Removing tulip bulbs after blooming and replanting in fall


I was told that one should take out the bulbs after they have bloomed and died down and replant them in the fall of that year, in order for the plants to bloom the next spring and come back the same size as the original tulip blooms. Is that correct and if so, how should the bulbs be stored over the summer?

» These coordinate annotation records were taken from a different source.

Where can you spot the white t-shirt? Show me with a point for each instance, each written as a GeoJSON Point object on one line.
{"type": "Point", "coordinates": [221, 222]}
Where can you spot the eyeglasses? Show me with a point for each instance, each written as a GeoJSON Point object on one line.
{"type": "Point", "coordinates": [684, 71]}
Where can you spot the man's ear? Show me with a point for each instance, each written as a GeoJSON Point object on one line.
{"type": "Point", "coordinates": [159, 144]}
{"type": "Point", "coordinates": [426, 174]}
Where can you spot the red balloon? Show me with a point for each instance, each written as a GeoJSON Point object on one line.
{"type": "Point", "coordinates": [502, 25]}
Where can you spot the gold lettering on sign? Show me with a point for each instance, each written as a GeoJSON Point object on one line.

Dear gardener, thank you for contacting the Toronto Master Gardeners.

What you are describing is the method growers use in Holland for their field tulips. For a home owner, you can keep them in the ground. The reality is that, with the intensive process of hybridization, tulips only bloom for 2-3 years and then all you see is the green leaves coming up, but no flower.

There are several options we can offer you:

1. Try species tulips rather than hybridized ones. These are a bit smaller but are truer to the original, most are resistant to zone 3 and they naturalize beautifully. One additional advantage is that the squirrels do not seem to bother them!

2. Once the bulb is at the stage that only the green foliage survives, you can dig the bulb and grow its ‘bulbets’. Although it will take a few years for the babies to bloom, it will be a nice way to keep your favourite hybrids. Please see the following link to a post referring to this method:

Relocating tulips that flower poorly

Also, if you would like to learn more about tulips, you can check our gardening guide on this topic at the following link:

Good luck which ever way you decide to take and happy gardening.